Les travailleurs de  l’administration publique se faisaient rares à leurs postes, alors qu’aucun communiqué du Ministère de la fonction publique n’avait  annoncé  que les jours qui suivent la fête du ramadan sont fériés.  Cette pratique  qui coûte des pertes énormes  pour les caisses  de l’État est finalement ancrée dans les mœurs  de notre pays depuis maintenant plusieurs années. Beaucoup de cadres voire des agents subalternes  s’octroient  un mini-congé de deux à jours  en violation de la loi sans se soucier  des mesures de sanction pour absentéisme à leur poste.

 Cette pratique illégale en phase de devenir légale est nourrie par le laxisme des plus hauts cadres de l’administration malienne, qui, pour la plupart, se sont fait entourer par des proches et contre qui ils sont incapables de prendre des mesures disciplinaires. Alors que ce n’est pas le travail qui manque dans l’administration. Des dossiers qu’on peut traiter dans l’espace de vingt heures restent souvent dans les tiroirs d’un à trois  mois contribuant ainsi à obliger nombreux investisseurs à rebrousser chemin avec des mallettes remplis de projets dont la réalisation pourraient créer de nombreux emplois.

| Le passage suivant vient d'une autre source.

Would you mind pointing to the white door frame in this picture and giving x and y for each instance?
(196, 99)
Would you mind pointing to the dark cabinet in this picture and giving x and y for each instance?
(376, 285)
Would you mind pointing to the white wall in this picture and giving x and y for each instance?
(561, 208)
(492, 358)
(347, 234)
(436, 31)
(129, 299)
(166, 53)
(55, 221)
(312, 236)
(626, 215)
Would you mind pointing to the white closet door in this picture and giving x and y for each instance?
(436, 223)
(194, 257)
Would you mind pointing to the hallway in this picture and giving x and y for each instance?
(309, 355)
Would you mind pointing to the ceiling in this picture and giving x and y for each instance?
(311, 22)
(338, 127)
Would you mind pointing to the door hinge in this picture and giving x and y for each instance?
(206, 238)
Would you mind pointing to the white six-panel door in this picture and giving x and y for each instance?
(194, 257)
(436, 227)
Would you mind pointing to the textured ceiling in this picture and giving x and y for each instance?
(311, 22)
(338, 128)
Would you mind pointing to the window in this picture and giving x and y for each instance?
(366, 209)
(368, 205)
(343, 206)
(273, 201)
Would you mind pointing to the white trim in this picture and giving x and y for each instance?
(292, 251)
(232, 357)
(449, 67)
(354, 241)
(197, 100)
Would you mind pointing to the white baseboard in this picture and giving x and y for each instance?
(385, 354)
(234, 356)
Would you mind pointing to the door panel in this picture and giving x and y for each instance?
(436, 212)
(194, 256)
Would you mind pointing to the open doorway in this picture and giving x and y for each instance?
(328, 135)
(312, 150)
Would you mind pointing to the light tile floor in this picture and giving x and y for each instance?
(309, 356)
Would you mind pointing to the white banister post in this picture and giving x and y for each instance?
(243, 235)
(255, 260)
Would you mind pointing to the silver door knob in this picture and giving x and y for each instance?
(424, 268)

Toute chose qui a également rendu l’administration malienne moins performante, qui est pointée du doigt par les usagers  d’être regorgée par des  cadres incompétents et véreux.

Conséquence, beaucoup d’usagers  de l’administration publique recourent généralement à des proches hauts placés au sommet de l’État   ou des moyens de corruption pour des besoins quotidiens. Il urge que le gouvernement de mission de Dr Boubou Cissé,  qui est réputé d’être rigoureux,  profite des réformes constitutionnelles et administratives en cours pour prendre des mesures drastiques contre ces pratiques qui entravent le développement des services publics.